Orielle remained still for a long time after Mr. Delphi disappeared. The weight of what she had agreed to sat heavy in her bones, but there was no room to fall apart — not yet. She left the library quietly, slipping back into the waning daylight. The academy courtyard was nearly empty, its stone path dusted with golden leaves. The sky, as always, was pale and far away. And then she saw him. A figure seated on the fountain’s edge, sketching in his journal, oblivious to the world around him. Astrael Vaelen, a visiting student from the Academy of the Celestants. He always found the sunlight, even when there was none to be found.

Orielle slowed, just for a breath. She had never spoken more than a few words to him — never dared. Everyone knew what she was. What she would become. He had always been kind, in a distant sort of way. But kindness only went so far when your name was already written in stone. You don’t fall in love with the dead. Not if you want to stay whole. Still, she watched him for a moment longer. The curve of his brow as he frowned at the page. The way his thumb smudged the ink when he was too focused to care. She wondered what he was drawing, what it would be like to ask. Instead, Orielle drifted to a bench at the edge of the garden — not too close, but close enough to see him clearly. The Oracle Academy’s gardens were quiet this time of day, draped in soft gold from the sinking sun. Ivy curled along stone arches, and windchimes of bone and brass clinked softly in the breeze.
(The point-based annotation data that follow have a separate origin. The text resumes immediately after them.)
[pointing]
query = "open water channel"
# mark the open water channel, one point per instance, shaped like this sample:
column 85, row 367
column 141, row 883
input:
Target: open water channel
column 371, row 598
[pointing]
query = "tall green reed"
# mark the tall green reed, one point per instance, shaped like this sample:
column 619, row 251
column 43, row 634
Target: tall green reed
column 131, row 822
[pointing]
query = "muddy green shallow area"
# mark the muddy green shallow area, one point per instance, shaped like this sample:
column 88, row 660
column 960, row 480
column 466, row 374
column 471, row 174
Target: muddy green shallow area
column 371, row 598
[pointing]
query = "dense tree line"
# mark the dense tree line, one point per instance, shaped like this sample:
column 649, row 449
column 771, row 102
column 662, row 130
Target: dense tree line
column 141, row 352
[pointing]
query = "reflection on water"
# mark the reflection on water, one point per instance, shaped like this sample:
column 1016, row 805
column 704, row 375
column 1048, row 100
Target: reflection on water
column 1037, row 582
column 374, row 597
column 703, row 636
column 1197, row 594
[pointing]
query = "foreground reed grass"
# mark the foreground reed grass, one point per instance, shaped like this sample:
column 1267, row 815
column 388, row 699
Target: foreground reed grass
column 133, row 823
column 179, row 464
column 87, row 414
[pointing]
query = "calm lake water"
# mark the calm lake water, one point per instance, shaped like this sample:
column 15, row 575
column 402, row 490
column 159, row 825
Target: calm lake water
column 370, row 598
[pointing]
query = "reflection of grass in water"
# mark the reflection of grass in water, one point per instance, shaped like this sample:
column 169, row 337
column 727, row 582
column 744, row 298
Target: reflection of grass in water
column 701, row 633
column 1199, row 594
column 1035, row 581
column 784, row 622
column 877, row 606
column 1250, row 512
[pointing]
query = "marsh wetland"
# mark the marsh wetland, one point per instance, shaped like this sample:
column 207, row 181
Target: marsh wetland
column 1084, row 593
She opened her journal and let it rest across her lap, uncapping her pen with a practiced stillness. To anyone watching, she looked like a diligent student lost in thought. But she didn’t write. She watched him. Quietly. Carefully. The way his hand moved with focus. The way the wind stirred the corner of his page and he anchored it with a fingertip, never glancing up. Orielle let the pen hover, its tip never touching the paper. Just pretending.

Then, slowly, the surface of the page began to change. The ink shifted. Not from her pen — but from under it. Faint at first, like a whisper etched in dust. Then clearer. Ink darkening with intent, forming sharp, deliberate lines: “All set. Tonight at 11. Shadowmourn Bridge. – Delphi”

Orielle closed the journal gently, fingers tightening around the cover just enough to betray her sudden urgency. Her eyes lifted once, scanning the garden. Astrael hadn’t noticed. No one had. She stood, smoothed her robes, and walked quickly from the bench — not running, not looking back. Just steady, silent, focused. Her steps carried her across the stone paths of the Oracle Academy Garden with the practiced ease of someone trying not to be noticed. By the time she reached her dormitory, her heartbeat had doubled. She slipped inside and locked the door behind her with a quiet click. The room was dim, the way she always left it. No candlelight. No incense. Just the soft weight of stillness. Orielle crossed to the far corner, sat on the edge of her bed, and opened the journal once more. The message was still there, ink solid and stark against the parchment. She stared at it for a breath. Then tore the page cleanly from the spine. Holding it above her palm, she whispered: “Velmora.”

The word left her lips like a breath stolen from another time — soft, reverent, and final. The parchment twitched, then folded inward. Blackened. Curled. Within seconds, it was nothing but ash spun into the still air. Orielle stared at her hand until even the warmth was gone. Shadowmourn Bridge. Eleven. And no one could know.

“Orielle?” The voice came from behind her. She turned sharply. Elira stood in the doorway, just barely inside. Her eyes flicked to the fading ash in Orielle’s hand.